Overview
A disk is just a flat array of blocks. Without a file system, you’d need to remember which blocks hold which data, track free space by hand, and hope nothing crashes mid-write. The file system is the layer that turns this raw storage into something usable: names, directories, metadata, allocation maps. Programs think in terms of files and paths; the file system translates that into block reads and writes.
What makes file system design interesting is that you’re juggling three things at once: performance (sequential vs random I/O patterns), reliability (what survives a power failure), and scalability (billions of files, petabytes of data). Different file systems make different tradeoffs on all three.
Inodes
The central metadata structure in Unix-style file systems (ext4, XFS, UFS). Each inode stores:
- File type (regular, directory, symlink, device)
- Permissions and ownership (uid, gid, mode)
- Timestamps (created, modified, accessed)
- Size
- Pointers to data blocks (direct, single-indirect, double-indirect, triple-indirect)
Note
A directory is just a file whose data maps names to inode numbers. This is one of those Unix design choices that’s simple but powerful: there’s nothing special about directories at the storage level. Hard links are multiple names pointing to the same inode; the inode’s link count tracks how many names reference it.
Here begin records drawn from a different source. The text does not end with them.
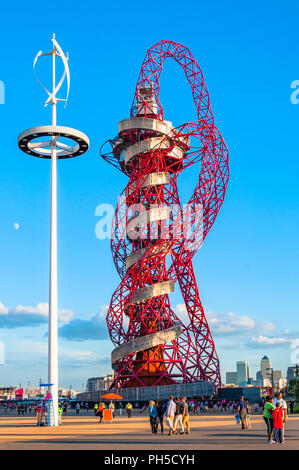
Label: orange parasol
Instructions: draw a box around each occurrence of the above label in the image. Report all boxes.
[101,393,123,400]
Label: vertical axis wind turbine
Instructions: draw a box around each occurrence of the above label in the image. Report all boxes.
[18,34,89,426]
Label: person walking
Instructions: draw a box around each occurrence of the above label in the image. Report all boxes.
[263,395,275,444]
[272,401,284,444]
[273,392,288,438]
[182,397,190,434]
[238,396,247,429]
[126,402,133,418]
[245,399,251,429]
[173,397,185,434]
[148,400,157,436]
[289,399,295,415]
[156,401,165,434]
[166,396,176,436]
[97,403,104,423]
[58,403,63,425]
[109,401,115,419]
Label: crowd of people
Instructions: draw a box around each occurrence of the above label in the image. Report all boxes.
[148,393,293,444]
[1,392,295,444]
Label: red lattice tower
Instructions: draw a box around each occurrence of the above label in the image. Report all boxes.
[102,41,229,388]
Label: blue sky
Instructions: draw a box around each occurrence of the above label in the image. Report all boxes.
[0,0,299,388]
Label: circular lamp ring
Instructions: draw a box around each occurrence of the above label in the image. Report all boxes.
[18,126,89,159]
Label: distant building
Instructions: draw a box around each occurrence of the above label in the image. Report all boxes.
[261,356,271,380]
[86,375,113,393]
[0,387,16,400]
[218,387,264,403]
[256,370,263,382]
[237,361,249,386]
[273,370,283,383]
[226,372,237,385]
[287,366,296,382]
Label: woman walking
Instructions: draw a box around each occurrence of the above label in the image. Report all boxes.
[263,395,275,444]
[156,401,165,434]
[148,400,157,436]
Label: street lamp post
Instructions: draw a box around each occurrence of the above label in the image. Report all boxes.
[18,35,89,426]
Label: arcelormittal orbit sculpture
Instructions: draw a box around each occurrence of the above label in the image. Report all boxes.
[101,41,229,388]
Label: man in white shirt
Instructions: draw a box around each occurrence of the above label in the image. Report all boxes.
[273,392,288,438]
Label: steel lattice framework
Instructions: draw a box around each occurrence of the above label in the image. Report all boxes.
[101,41,229,388]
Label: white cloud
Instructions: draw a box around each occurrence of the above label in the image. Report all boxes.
[59,305,108,341]
[0,302,8,315]
[174,304,276,336]
[0,302,74,328]
[246,335,292,348]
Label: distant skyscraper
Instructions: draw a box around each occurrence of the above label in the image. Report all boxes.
[237,361,249,386]
[226,372,237,385]
[261,356,271,380]
[273,370,282,382]
[287,366,296,382]
[256,370,263,380]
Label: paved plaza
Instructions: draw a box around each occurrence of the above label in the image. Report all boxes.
[0,412,299,451]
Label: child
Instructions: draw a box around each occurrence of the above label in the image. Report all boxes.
[272,402,283,444]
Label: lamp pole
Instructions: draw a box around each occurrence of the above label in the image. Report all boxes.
[18,34,89,426]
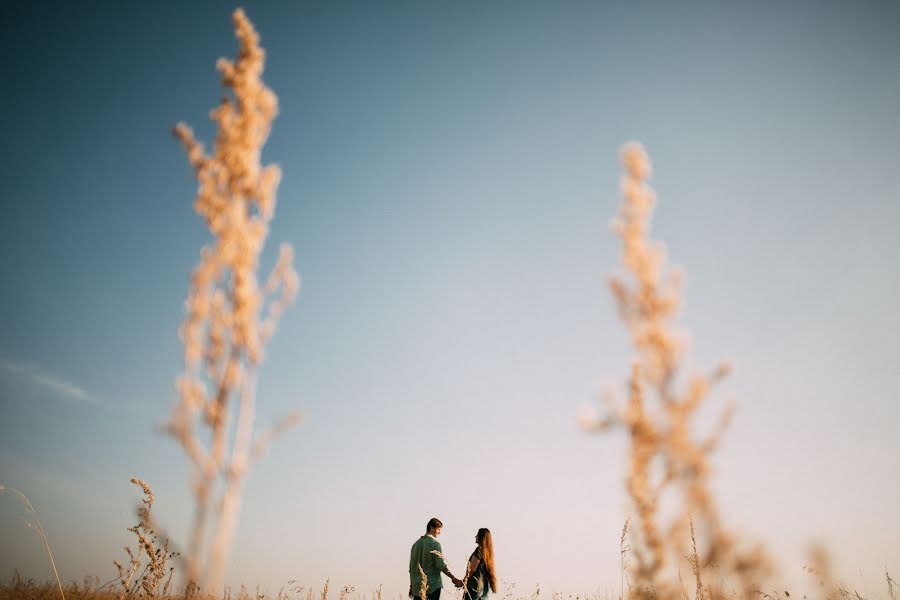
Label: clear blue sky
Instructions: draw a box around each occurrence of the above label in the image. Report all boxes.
[0,1,900,594]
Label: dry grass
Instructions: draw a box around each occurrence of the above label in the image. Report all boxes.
[167,9,299,590]
[0,9,897,600]
[587,144,770,600]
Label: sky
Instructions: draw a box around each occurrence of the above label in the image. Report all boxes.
[0,1,900,597]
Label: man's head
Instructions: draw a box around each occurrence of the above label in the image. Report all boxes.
[425,517,444,537]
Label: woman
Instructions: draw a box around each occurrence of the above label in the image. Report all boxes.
[463,527,497,600]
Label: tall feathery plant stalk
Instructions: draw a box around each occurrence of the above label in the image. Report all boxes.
[167,9,299,592]
[585,143,767,600]
[0,483,66,600]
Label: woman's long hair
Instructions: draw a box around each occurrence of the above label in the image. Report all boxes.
[475,527,497,594]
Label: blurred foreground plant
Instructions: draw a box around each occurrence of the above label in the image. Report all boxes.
[167,9,299,592]
[584,143,769,600]
[0,483,66,600]
[113,478,178,600]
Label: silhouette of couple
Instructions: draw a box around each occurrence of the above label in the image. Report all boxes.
[409,518,497,600]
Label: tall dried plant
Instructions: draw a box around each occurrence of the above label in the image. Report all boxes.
[167,9,299,591]
[585,143,767,599]
[113,478,178,600]
[0,483,66,600]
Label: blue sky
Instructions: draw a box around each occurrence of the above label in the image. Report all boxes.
[0,2,900,594]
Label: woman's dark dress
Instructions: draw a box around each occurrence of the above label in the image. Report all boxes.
[463,548,491,600]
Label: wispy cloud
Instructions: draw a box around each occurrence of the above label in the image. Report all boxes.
[0,358,97,404]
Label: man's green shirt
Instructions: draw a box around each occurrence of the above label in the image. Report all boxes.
[409,535,447,598]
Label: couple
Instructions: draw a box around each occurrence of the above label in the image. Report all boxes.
[409,518,497,600]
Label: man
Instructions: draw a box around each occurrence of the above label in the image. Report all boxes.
[409,518,462,600]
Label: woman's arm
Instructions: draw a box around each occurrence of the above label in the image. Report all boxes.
[466,555,481,579]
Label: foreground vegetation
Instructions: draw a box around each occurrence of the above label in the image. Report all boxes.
[0,10,897,600]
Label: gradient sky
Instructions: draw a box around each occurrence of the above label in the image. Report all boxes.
[0,1,900,596]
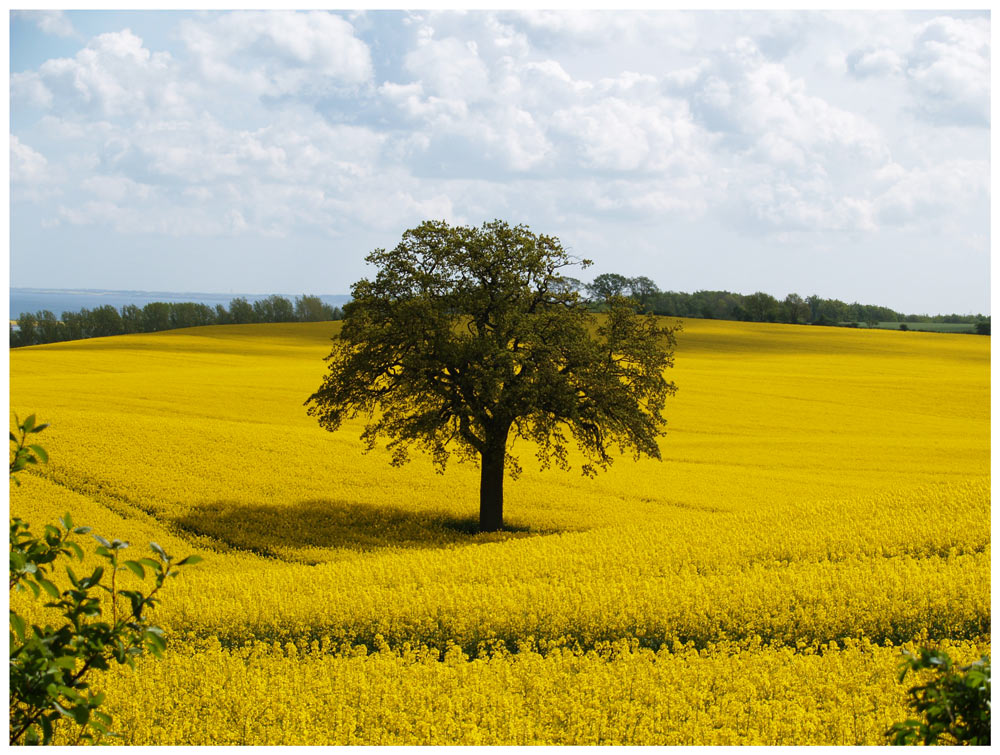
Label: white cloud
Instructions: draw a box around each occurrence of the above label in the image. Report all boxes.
[847,47,903,78]
[10,12,989,310]
[406,32,489,103]
[846,16,990,126]
[906,17,990,126]
[10,134,50,184]
[11,29,185,118]
[180,11,372,96]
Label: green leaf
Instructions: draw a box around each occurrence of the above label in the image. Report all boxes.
[122,561,146,579]
[35,577,59,600]
[10,611,25,642]
[42,716,52,745]
[146,631,167,656]
[70,704,90,726]
[87,566,104,585]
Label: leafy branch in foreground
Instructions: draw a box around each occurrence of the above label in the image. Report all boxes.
[10,414,49,485]
[886,648,990,745]
[9,415,201,745]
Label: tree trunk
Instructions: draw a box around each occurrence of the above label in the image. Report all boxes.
[479,433,507,532]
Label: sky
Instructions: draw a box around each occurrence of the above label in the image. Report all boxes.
[10,10,990,314]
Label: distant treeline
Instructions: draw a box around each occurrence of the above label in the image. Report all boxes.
[10,295,343,347]
[10,273,990,347]
[571,273,990,333]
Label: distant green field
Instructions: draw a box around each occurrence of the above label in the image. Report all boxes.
[860,322,976,333]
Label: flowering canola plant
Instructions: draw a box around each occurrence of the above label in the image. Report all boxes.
[11,320,990,744]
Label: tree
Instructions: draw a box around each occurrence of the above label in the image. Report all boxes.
[745,291,778,322]
[61,312,89,341]
[886,648,991,746]
[9,415,201,745]
[229,296,254,325]
[17,312,38,346]
[627,275,660,312]
[295,294,332,322]
[781,294,810,325]
[306,220,676,531]
[587,273,629,302]
[122,304,142,333]
[88,304,125,338]
[141,301,170,333]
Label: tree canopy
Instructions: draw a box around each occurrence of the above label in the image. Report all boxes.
[306,220,676,531]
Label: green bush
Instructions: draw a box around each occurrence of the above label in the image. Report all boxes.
[886,648,990,745]
[10,415,201,745]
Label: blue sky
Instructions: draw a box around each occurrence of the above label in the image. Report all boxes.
[10,11,990,313]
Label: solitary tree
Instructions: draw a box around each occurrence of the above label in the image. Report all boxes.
[306,220,676,531]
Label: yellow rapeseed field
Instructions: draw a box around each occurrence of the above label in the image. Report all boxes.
[11,320,990,744]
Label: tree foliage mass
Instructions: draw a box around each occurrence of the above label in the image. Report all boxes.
[306,221,676,531]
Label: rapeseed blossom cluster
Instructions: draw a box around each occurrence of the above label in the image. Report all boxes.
[11,321,991,744]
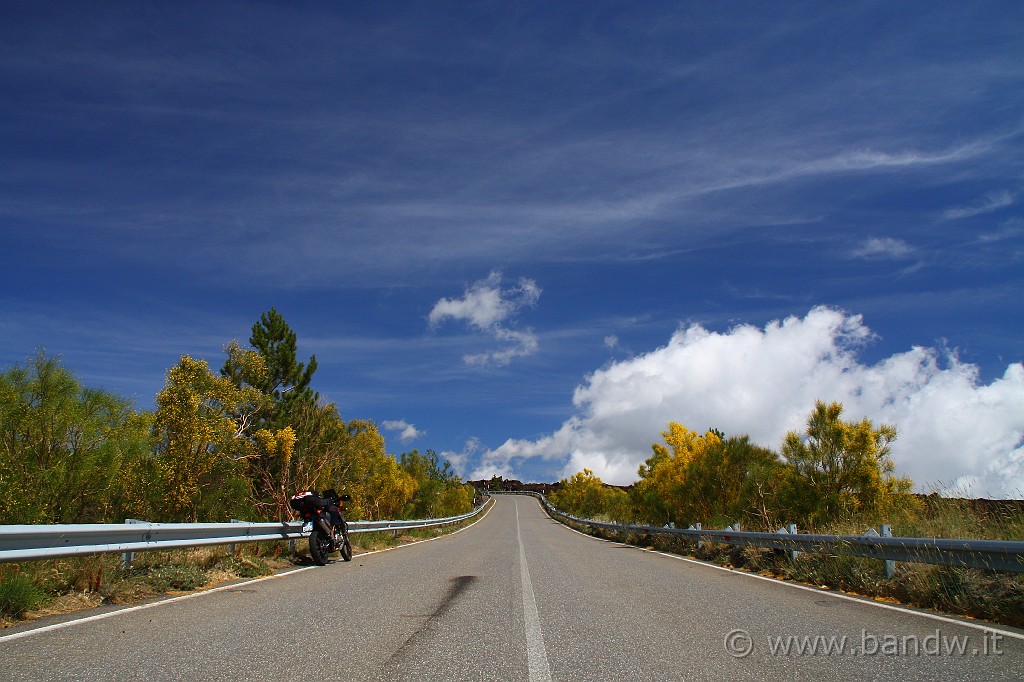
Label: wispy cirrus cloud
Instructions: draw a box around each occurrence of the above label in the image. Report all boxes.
[428,270,541,366]
[942,189,1017,220]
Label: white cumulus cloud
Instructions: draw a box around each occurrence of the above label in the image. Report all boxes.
[428,270,541,365]
[853,237,913,258]
[478,307,1024,497]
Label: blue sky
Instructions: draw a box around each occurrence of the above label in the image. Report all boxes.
[6,1,1024,497]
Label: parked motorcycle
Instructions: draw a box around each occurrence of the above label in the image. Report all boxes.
[291,488,352,566]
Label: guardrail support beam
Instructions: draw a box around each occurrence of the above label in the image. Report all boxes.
[882,523,896,578]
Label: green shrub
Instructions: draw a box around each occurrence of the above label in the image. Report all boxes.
[224,556,273,578]
[146,564,210,592]
[0,573,45,617]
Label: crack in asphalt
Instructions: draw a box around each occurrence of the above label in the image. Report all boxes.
[380,576,478,679]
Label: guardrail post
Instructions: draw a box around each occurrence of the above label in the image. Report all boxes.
[121,518,148,568]
[882,523,896,578]
[227,518,249,554]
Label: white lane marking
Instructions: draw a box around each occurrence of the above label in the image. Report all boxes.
[515,500,551,682]
[544,510,1024,640]
[0,505,495,642]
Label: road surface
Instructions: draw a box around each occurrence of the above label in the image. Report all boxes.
[0,496,1024,681]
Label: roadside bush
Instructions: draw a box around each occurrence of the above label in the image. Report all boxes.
[0,573,45,619]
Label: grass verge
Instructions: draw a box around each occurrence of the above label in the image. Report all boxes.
[560,520,1024,628]
[0,503,487,628]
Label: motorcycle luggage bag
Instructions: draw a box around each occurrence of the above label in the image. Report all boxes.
[289,491,324,512]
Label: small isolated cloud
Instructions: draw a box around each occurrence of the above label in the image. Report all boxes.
[479,307,1024,497]
[942,189,1017,220]
[381,419,427,442]
[428,270,541,365]
[440,437,483,480]
[851,237,913,259]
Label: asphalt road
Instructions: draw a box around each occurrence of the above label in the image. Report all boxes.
[0,497,1024,681]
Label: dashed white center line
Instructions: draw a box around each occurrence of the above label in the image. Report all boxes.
[515,500,551,682]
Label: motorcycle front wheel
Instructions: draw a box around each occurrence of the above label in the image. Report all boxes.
[309,528,331,566]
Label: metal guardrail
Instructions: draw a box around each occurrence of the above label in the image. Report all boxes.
[493,491,1024,577]
[0,505,485,562]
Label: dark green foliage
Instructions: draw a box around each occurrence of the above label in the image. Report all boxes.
[220,307,319,428]
[0,352,150,523]
[399,450,474,518]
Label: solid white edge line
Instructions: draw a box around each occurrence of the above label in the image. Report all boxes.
[0,497,495,643]
[541,497,1024,640]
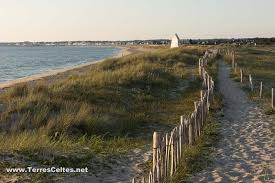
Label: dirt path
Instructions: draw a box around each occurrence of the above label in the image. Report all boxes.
[190,63,275,182]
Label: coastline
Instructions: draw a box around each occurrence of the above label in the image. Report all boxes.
[0,47,133,90]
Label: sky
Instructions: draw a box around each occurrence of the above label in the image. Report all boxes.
[0,0,275,42]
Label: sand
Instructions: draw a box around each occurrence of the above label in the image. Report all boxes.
[188,63,275,182]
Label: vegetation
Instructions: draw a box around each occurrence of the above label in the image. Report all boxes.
[0,47,215,179]
[226,45,275,139]
[165,51,223,182]
[227,46,275,111]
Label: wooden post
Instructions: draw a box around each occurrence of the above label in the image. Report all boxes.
[249,74,253,91]
[141,177,145,183]
[179,123,183,157]
[164,133,169,177]
[188,116,193,145]
[199,58,202,77]
[240,69,243,83]
[153,132,159,182]
[169,131,174,177]
[271,88,275,109]
[260,81,263,98]
[232,53,235,69]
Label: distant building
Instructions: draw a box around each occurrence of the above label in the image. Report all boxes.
[171,34,180,48]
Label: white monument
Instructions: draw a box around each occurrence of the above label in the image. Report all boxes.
[171,34,180,48]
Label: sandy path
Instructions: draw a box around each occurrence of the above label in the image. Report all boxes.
[190,63,275,182]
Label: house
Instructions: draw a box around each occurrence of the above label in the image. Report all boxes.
[171,34,180,48]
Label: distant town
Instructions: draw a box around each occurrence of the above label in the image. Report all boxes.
[0,38,275,46]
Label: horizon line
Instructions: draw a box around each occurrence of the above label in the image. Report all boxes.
[0,37,275,43]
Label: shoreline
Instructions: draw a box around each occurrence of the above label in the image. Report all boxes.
[0,47,133,90]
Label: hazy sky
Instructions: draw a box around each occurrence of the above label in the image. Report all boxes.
[0,0,275,42]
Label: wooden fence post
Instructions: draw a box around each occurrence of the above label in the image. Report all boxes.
[153,132,159,182]
[249,74,253,91]
[232,53,235,69]
[260,81,263,98]
[188,115,193,145]
[271,88,275,109]
[169,131,175,177]
[240,69,243,83]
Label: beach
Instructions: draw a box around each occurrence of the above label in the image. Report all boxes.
[0,47,134,90]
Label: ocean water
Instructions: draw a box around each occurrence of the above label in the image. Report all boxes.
[0,46,121,83]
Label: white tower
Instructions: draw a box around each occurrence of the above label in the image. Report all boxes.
[171,34,180,48]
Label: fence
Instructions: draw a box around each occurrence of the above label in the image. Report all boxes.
[132,50,218,183]
[222,49,275,109]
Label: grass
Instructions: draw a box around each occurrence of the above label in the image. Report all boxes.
[168,91,223,183]
[0,47,218,181]
[226,45,275,137]
[163,50,223,183]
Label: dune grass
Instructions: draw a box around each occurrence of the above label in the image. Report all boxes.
[226,45,275,138]
[224,45,275,110]
[0,47,211,170]
[164,52,223,183]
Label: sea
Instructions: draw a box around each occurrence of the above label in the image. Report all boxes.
[0,46,121,83]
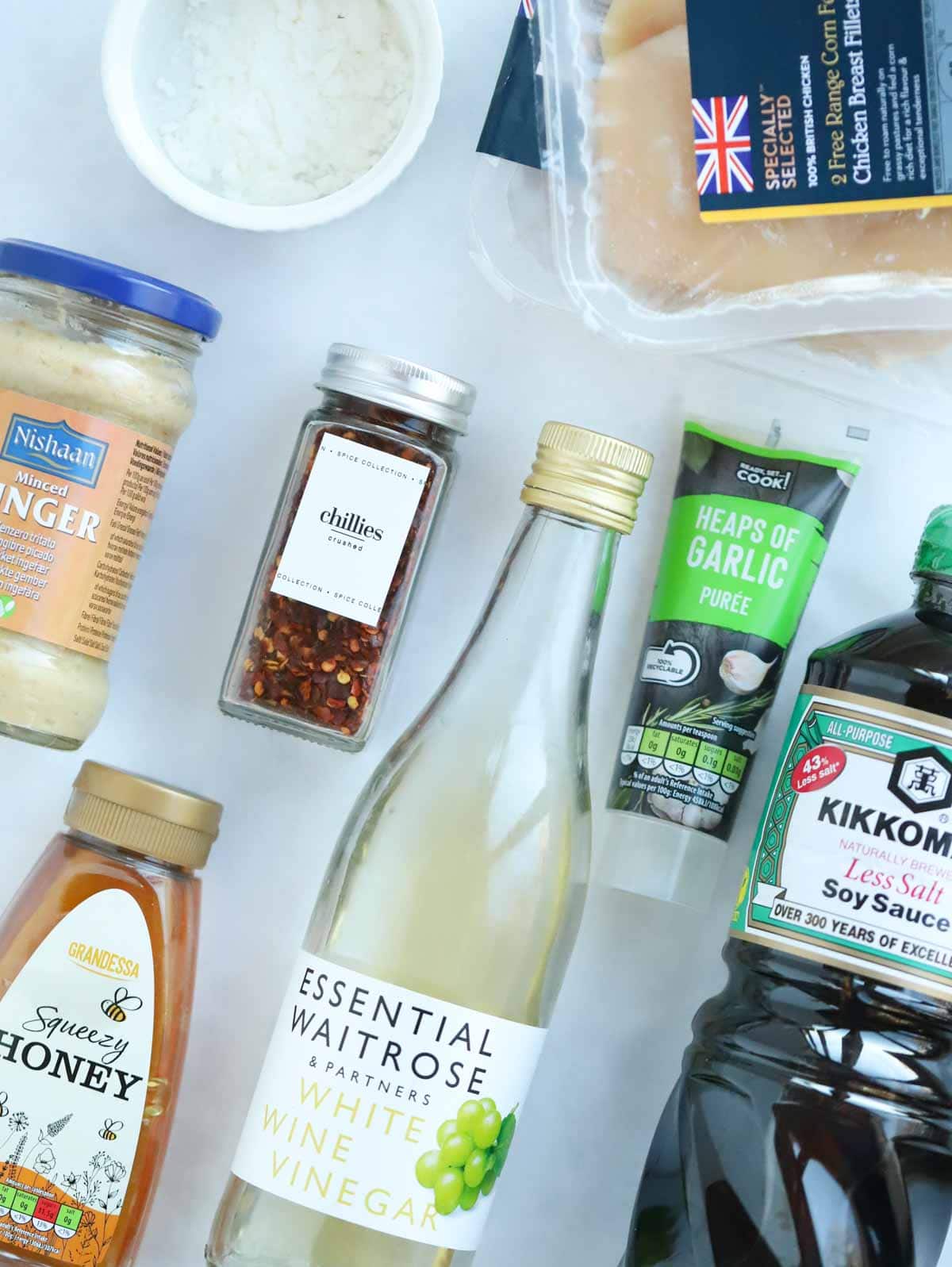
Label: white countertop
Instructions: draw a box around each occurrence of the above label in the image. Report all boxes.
[0,0,952,1267]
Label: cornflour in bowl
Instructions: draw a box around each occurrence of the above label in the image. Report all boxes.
[153,0,415,206]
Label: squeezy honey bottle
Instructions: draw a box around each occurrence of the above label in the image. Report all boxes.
[0,762,222,1267]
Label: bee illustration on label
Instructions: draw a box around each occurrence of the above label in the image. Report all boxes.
[99,985,142,1021]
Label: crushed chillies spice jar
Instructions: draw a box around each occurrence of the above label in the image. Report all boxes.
[219,344,475,751]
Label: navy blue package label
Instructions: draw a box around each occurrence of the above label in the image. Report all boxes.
[687,0,952,223]
[477,0,545,168]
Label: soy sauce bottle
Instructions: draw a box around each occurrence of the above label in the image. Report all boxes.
[624,505,952,1267]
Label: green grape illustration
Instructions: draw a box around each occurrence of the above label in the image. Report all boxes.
[416,1096,519,1215]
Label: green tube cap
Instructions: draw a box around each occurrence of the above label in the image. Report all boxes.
[912,505,952,577]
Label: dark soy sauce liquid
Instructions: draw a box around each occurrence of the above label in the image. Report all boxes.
[624,579,952,1267]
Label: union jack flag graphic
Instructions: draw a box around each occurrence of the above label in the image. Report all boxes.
[691,96,754,194]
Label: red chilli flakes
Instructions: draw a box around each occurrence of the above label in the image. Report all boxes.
[240,426,436,736]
directory entry: "report.pdf" → inode 42
inode 42: size=1.2MB, blocks=[100, 101, 102, ...], perms=rw-r--r--
block 100: first 4 KB of file data
Tip
This is why deleting a file doesn’t always free disk space immediately. If another hard link points to the same inode, the data stays. The file is only truly deleted when the link count drops to zero and no process has it open.
Allocation Strategies
How the file system decides where to put data on disk has a huge impact on performance:
| Strategy | Used by | Strengths | Weaknesses |
|---|---|---|---|
| Bitmap + block groups | ext4 | Locality within groups, fast free-space tracking | Fragmentation over time |
| Extents | ext4, XFS | Contiguous runs reduce metadata; good sequential I/O | Large extents waste space for tiny files |
| B-tree allocation | Btrfs, XFS (for metadata) | O(log n) lookup, scales to huge volumes | More complex implementation |
| Log-structured (LSM) | F2FS, LFS | Sequential writes only, ideal for flash/SSD | Garbage collection overhead |
Extents are worth understanding: instead of tracking every individual block, you record “blocks 100-599” as a single extent. For large files written sequentially, this massively reduces metadata overhead and keeps reads fast because the data is physically contiguous on disk.
Journaling
This solves the classic crash-consistency problem. If the system loses power between updating data blocks and updating metadata, the file system ends up in an inconsistent state. Maybe the directory entry exists but points to garbage, or the blocks are allocated but the directory doesn’t know about the file.
Journaling writes a description of the intended changes to a log (the journal) before applying them:
- Journal write - write the transaction (metadata changes, optionally data) to the journal.
- Journal commit - write a commit record marking the transaction complete.
- Checkpoint - apply the changes to their final on-disk locations.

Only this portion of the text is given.